Je comprends que la mise en scène vous attire de plus en plus ?


J’ai fait un stage en mise en scène en 2025 avec la metteuse en scène russe Anna Trifonova, dans le cadre d’un programme intensif organisé par l’Institut russe des arts du théâtre (GITIS), d’une durée de dix jours.


Sur le plan de la mise en scène professionnelle, je collabore depuis 2025 avec le comédien et auteur Yassine Salhi sur son monodrame Ma Ydhahaknich (2024) (Pas marrant, NDLR), expérience toujours en cours, le spectacle étant actuellement en tournée et ayant un écho retentissant auprès du large public.


J’y assure un travail de regard artistique, en veillant à l’harmonie esthétique, technique et dramaturgique du spectacle.


Par ailleurs, j’ai animé des ateliers de formation en art du clown pour enfants et adultes au Centre Founoun à Jammel dans le gouvernorat de Monastir, ainsi qu’au Festival maghrébin du théâtre amateur en 2024.


J’ai, de surcroît, enseigné le théâtre ainsi que la mise en scène pendant un an dans l’espace 'La Rose' situé à Bab Laassal pour enfants, un espace dédié à l’accompagnement et la formation des enfants autistes et porteurs de troubles du développement. C'est un espace accueillant différentes tranches d’âge.


J’ai travaillé à l'espace 'La Rose' en mettant en place les techniques de théâtre ainsi que l'occupation de l'espace durant l’année 2024.


Cela a donné lieu à un spectacle présenté avec les enfants autistes dans le cadre de la fête de fin d'année scolaire.

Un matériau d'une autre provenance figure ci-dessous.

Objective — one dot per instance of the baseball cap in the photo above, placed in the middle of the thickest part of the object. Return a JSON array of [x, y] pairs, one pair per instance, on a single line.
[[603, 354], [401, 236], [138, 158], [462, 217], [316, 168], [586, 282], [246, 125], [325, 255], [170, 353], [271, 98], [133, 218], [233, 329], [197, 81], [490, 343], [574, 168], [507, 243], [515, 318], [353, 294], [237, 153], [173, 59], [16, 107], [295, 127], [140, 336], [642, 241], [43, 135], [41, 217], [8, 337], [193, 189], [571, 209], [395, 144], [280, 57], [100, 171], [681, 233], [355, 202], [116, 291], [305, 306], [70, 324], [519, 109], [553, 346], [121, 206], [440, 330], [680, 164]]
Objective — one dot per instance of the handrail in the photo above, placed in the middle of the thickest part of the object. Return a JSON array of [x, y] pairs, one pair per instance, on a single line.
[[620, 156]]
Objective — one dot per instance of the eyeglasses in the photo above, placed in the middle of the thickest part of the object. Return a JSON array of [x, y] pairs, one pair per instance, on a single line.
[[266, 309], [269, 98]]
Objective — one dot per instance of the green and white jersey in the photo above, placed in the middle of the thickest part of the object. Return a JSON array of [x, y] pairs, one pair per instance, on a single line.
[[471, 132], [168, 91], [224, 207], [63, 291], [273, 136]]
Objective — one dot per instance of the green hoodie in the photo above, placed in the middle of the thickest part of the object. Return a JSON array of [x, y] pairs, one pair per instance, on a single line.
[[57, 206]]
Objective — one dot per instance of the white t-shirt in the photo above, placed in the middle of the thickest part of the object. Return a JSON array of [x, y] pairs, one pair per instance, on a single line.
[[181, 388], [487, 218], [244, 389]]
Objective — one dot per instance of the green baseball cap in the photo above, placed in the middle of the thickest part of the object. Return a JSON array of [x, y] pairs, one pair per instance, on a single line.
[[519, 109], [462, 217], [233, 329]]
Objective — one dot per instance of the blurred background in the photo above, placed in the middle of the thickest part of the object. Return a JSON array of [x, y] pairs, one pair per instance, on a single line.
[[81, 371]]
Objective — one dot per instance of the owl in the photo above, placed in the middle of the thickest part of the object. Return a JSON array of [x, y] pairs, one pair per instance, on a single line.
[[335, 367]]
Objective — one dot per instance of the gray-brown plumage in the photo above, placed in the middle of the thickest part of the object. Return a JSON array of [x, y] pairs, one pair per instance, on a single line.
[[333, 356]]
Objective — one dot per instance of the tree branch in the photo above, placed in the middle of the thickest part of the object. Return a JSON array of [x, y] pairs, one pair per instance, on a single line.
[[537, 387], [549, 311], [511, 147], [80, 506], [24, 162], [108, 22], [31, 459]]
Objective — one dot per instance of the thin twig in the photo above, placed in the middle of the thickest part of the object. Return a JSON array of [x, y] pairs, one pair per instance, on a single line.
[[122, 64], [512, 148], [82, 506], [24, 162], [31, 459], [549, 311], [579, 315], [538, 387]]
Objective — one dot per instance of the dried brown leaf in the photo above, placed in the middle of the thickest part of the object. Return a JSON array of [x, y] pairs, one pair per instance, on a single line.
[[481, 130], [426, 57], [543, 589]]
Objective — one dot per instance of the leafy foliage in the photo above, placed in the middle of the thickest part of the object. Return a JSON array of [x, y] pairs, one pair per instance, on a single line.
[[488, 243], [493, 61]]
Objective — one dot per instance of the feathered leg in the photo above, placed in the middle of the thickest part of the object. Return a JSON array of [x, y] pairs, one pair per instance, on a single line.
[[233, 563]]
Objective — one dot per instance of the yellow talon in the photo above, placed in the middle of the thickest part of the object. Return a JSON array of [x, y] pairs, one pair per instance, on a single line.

À quoi aspirez-vous, dans un futur proche ?


À court terme, j’aspire à vivre une expérience au cinéma en tant qu’actrice. Je souhaite aussi réussir mon passage à la mise en scène après plusieurs expériences comme assistante.


Je continue à transmettre ma vision, à montrer comment je vois notre monde actuel. Je veux évoluer pour devenir la meilleure version artistique de moi-même et poursuivre ce chemin, porter mon nom au-delà des frontières et laisser une trace dans le théâtre.


Je crois profondément que le travail sérieux, l’amour du métier et la sincérité sont les clés pour réaliser ses rêves.


Concernant l’art en Tunisie, je pense que c’est ce qui nous permet de respirer malgré les difficultés. Imaginer notre pays sans musique, sans cinéma, sans théâtre ou bien arts plastiques, ce serait un territoire sans lumière.


Certes, il existe actuellement des structures, des lois et un ministère des Affaires culturelles, cependant il manque encore une vraie volonté idéelle et matérielle pour placer l’art au centre du développement, notamment pour encadrer les jeunes et leur donner l'espoir.


Pourtant, l’art peut transformer la société. J’ai eu la chance de voyager en Russie et j’ai été impressionnée par la place qu'occupe le théâtre dans ce pays. J'ai été marqué par le respect du public à l'artiste autant qu'à l'art ainsi que par l'importance attribuée à la culture.


Le théâtre est aussi essentiel que la nourriture : il ouvre, sans doute, des fenêtres sur le monde, sur la pensée, sur l’évolution et communique avec la profondeur de la dignité humaine.